Etwa 70% der Energie, die wir im Alltag verbrauchen, wird in Form von Wärme verschwendet, die von Motoren, Fabriken und Elektrogeräten erzeugt wird. Forscherinnen und Forscher der EPFL haben jedoch eine wichtige Entdeckung gemacht, die die nachhaltige Energiegewinnung fördern könnte. Die vom Labor für Materialtheorie und Simulation ( THEOS ) durchgeführten Rechenarbeiten enthüllten die grundlegenden Theorien hinter einer der wichtigsten Technologien, die zur Verbesserung des Wirkungsgrades bei der thermoelektrischen Umwandlung eingesetzt werden.

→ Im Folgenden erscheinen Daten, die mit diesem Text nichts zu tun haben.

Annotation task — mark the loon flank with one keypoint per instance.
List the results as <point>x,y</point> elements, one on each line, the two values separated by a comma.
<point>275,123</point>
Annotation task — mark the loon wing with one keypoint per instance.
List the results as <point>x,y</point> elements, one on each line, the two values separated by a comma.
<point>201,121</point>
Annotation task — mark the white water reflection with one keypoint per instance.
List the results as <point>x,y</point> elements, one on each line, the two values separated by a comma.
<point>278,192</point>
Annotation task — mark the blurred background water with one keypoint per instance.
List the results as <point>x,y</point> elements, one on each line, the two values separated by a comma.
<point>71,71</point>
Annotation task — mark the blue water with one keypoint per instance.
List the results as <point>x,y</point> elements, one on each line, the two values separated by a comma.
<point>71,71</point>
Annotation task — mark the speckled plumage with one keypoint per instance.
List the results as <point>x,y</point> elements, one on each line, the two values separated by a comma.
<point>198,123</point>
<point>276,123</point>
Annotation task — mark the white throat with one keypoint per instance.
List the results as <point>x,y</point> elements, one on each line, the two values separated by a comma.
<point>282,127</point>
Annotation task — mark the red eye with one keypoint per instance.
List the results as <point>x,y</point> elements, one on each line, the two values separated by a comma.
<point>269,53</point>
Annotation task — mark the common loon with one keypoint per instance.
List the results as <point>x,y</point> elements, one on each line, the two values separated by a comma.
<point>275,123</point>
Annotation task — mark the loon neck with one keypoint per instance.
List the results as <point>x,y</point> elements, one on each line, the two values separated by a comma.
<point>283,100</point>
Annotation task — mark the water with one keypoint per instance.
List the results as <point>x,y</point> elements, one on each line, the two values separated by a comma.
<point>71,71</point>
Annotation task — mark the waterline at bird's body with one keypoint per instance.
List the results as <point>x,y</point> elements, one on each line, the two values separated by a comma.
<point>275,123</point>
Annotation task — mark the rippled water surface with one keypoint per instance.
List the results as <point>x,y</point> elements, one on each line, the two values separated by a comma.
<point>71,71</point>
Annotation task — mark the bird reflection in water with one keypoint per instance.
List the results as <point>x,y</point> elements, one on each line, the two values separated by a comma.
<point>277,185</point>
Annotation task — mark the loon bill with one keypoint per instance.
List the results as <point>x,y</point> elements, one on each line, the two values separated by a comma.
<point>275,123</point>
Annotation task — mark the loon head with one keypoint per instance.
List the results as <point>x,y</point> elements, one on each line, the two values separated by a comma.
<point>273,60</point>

Diese Entdeckung ebnet somit den Weg für eine bessere Materialauswahl und schnellere und kostengünstigere Entdeckungsprozesse. Veröffentlicht in der Zeitschrift Physical Review Research , könnte dieser Durchbruch zu einer umweltfreundlicheren Wirtschaft und einer nachhaltigeren Zukunft beitragen.

Thermoelektrische Geräte stehen im Mittelpunkt des Interesses, da sie ein vielversprechendes Potenzial zur Umwandlung von Abwärme in Elektrizität bieten. Wenn ein thermoelektrisches Material einem Temperaturunterschied ausgesetzt wird, z. B. eine Seite wärmer als die andere, führt dies zu einem Ladungsfluss innerhalb des Materials, wodurch ein elektrischer Strom erzeugt wird, der wieder in elektrische Energie umgewandelt werden kann. Diese Technologie wird immer beliebter, um die Nachhaltigkeit verschiedener energieintensiver Industrien zu verbessern, vom Transportwesen über die Fertigungsindustrie bis hin zu Kraftwerken.

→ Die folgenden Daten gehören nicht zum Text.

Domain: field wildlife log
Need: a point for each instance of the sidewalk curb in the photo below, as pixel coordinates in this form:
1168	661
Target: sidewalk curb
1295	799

Die Optimierung des thermoelektrischen Umwandlungswirkungsgrads hat sich jedoch als schwierig erwiesen, da es keine grundlegenden Theorien über die Wärmeleitung in Materialien mit geringer Wärmeleitfähigkeit gibt. Damit ein Material in einer thermoelektrischen Vorrichtung nützlich ist, muss es eine geringe Wärmeübertragung oder Wärmeleitfähigkeit und eine hohe elektrische Leitfähigkeit aufweisen. Je größer der Unterschied zwischen den beiden ist, desto besser ist das Material geeignet. Einige Materialien sind als gute Kandidaten bekannt, aber Materialwissenschaftler müssen sich auf teure Tests verlassen, da sich die grundlegenden physikalischen Prinzipien bislang dem Verständnis entzogen haben.

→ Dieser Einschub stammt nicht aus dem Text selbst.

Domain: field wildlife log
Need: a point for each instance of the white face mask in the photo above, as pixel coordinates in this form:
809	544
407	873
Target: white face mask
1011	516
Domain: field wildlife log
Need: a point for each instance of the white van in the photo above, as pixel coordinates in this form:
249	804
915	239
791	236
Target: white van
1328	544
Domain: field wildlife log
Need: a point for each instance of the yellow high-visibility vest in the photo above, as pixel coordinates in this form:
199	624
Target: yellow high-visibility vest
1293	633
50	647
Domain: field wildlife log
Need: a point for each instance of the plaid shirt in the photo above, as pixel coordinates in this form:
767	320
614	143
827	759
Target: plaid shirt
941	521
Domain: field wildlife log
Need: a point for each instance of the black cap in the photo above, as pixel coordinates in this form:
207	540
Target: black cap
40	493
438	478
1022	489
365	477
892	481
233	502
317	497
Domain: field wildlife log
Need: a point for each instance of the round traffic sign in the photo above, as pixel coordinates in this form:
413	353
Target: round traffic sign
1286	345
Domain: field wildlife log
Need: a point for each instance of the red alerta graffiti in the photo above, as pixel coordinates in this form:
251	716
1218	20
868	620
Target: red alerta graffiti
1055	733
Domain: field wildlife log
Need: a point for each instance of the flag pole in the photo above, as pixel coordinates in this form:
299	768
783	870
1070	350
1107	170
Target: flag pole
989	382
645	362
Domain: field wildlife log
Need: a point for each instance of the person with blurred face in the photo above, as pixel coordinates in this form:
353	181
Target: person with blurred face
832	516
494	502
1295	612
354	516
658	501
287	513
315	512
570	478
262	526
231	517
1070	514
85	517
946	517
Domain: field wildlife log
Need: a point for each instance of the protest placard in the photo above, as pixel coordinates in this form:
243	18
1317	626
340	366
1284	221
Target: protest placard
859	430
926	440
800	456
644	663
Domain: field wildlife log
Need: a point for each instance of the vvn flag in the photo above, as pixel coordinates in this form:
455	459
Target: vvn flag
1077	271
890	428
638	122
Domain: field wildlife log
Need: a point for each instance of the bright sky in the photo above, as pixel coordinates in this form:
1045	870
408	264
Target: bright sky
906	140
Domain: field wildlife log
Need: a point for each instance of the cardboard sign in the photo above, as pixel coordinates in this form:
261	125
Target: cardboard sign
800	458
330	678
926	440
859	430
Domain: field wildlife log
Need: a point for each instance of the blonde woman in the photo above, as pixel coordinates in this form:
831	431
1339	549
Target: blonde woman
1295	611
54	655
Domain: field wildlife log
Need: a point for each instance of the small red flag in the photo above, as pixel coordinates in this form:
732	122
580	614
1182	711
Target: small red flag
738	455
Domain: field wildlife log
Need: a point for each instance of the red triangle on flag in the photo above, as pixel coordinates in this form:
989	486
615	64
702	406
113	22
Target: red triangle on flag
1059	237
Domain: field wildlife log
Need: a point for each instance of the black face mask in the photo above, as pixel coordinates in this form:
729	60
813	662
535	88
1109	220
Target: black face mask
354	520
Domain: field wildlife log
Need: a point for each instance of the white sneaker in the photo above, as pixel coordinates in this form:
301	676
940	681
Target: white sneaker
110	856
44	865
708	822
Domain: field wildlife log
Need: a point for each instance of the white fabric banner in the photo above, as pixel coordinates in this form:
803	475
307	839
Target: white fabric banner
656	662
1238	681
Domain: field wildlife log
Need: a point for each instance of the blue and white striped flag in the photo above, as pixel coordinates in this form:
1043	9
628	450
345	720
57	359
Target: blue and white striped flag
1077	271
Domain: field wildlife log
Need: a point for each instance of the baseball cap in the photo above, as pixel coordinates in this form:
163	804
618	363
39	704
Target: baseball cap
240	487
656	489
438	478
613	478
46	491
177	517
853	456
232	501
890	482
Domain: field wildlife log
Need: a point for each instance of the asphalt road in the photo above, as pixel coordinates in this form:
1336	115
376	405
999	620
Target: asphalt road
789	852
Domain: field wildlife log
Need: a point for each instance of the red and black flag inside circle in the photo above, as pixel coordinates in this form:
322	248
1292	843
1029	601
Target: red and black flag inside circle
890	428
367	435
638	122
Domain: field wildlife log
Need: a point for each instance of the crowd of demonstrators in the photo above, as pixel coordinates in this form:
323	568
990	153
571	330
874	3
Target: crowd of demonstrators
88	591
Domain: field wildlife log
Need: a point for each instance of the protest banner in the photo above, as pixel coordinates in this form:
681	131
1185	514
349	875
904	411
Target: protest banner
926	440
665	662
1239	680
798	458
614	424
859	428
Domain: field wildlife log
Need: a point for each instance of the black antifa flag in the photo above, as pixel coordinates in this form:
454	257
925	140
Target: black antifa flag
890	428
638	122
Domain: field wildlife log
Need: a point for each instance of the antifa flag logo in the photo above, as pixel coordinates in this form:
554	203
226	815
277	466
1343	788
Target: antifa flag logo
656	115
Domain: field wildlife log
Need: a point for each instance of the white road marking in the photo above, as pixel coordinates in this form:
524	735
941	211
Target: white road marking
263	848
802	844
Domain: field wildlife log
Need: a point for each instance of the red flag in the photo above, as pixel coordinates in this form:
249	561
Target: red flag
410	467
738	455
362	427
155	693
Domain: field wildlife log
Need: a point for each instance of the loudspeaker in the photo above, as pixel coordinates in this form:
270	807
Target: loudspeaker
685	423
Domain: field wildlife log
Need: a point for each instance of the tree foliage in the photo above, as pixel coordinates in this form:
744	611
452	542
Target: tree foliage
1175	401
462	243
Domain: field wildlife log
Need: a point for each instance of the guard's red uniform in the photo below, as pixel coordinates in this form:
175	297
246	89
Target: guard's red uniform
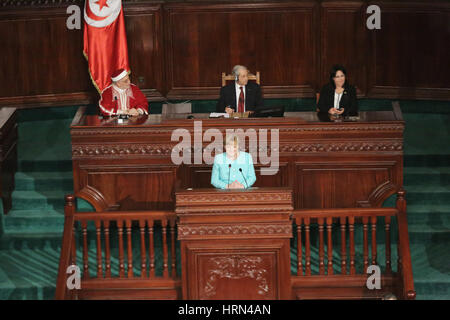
110	102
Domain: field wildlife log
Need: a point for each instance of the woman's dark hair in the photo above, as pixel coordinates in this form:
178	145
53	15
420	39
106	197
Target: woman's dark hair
334	70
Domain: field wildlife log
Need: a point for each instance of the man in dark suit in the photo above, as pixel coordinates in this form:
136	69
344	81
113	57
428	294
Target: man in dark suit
240	95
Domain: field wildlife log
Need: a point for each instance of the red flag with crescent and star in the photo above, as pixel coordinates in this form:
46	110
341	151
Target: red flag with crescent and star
105	41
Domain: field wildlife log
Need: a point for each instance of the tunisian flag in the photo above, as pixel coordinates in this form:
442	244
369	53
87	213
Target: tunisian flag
105	41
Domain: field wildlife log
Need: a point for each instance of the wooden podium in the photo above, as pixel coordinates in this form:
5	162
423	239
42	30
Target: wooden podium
235	243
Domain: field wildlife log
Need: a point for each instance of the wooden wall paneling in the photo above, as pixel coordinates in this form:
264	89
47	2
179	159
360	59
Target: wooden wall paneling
409	55
42	60
343	41
276	39
178	50
145	46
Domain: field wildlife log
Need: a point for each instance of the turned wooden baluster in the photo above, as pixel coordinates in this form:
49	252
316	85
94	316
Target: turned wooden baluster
151	248
373	222
351	228
321	248
73	256
399	256
172	247
98	230
143	250
307	248
329	246
165	254
121	259
365	221
387	222
343	247
85	250
129	247
298	221
107	250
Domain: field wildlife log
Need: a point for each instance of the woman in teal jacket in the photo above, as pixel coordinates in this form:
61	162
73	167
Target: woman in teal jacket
233	169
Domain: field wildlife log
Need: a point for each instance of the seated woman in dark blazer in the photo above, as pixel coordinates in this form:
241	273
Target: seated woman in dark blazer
338	97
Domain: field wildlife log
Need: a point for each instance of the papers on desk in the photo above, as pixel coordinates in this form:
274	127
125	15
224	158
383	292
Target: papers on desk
218	115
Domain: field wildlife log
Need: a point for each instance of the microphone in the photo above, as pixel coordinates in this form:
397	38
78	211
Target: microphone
240	170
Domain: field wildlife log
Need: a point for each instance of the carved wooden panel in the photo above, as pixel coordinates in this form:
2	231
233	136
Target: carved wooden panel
132	187
226	275
234	271
328	185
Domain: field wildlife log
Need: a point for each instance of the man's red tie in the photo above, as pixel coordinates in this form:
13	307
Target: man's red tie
241	101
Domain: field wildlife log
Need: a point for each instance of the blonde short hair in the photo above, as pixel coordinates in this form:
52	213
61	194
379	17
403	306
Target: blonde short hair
232	139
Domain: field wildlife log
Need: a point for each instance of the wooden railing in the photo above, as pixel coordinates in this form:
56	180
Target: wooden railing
336	269
350	282
122	226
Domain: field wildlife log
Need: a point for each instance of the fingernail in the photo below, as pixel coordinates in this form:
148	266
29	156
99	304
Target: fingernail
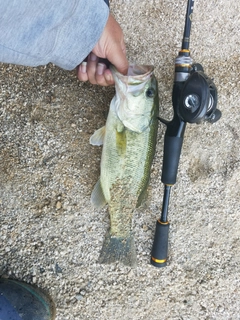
93	57
100	68
84	67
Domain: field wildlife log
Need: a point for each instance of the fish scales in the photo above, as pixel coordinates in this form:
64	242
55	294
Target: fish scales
126	161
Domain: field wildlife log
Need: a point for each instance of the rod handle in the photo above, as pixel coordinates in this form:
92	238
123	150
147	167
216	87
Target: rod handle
160	245
172	151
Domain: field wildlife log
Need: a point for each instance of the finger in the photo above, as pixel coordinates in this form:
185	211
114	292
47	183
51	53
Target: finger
92	68
82	71
117	57
103	75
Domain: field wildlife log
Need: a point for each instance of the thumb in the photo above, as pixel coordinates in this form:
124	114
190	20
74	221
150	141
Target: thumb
117	57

Hier kommt die computergestützte Physik ins Spiel. Sie nutzt fortgeschrittene Simulationen und Modellierungstechniken auf leistungsstarken Supercomputern, um die grundlegenden physikalischen Prinzipien zu entschlüsseln, die das Verhalten thermoelektrischer Materialien und die Wärmeleitung steuern. "Die Enthüllung der theoretischen Geheimnisse thermoelektrischer Materialien bringt uns einer umweltfreundlicheren und nachhaltigeren Zukunft näher", sagt Enrico Di Lucente, Forscher am THEOS, zusammen mit Michele Simoncelli, derzeit an der Universität Cambridge, und Prof. Nicola Marzari, Leiter des THEOS und Direktor des MARVEL NFS.

Um das Geheimnis zu lüften, hat sich das Forschungsteam der EPFL mit einer Klasse von Kristallen befasst, die als "Skuttérudite" bezeichnet werden. Diese weisen eine einzigartige käfigartige Atomstruktur auf und sind als vielversprechende Materialien für die thermoelektrische Umwandlung bekannt. Sie erhöhen ihre thermoelektrische Effizienz, wenn zusätzliche Atome, sogenannte "Rattler", zu ihren Atomkäfigen hinzugefügt werden. Mithilfe des neuen, an der EPFL entwickelten Modells stellten die Forscherinnen und Forscher die erwartete deutliche Verringerung der Wärmeübertragung fest und konnten das Phänomen mit extremer Genauigkeit vorhersagen, ohne empirische Daten zu benötigen.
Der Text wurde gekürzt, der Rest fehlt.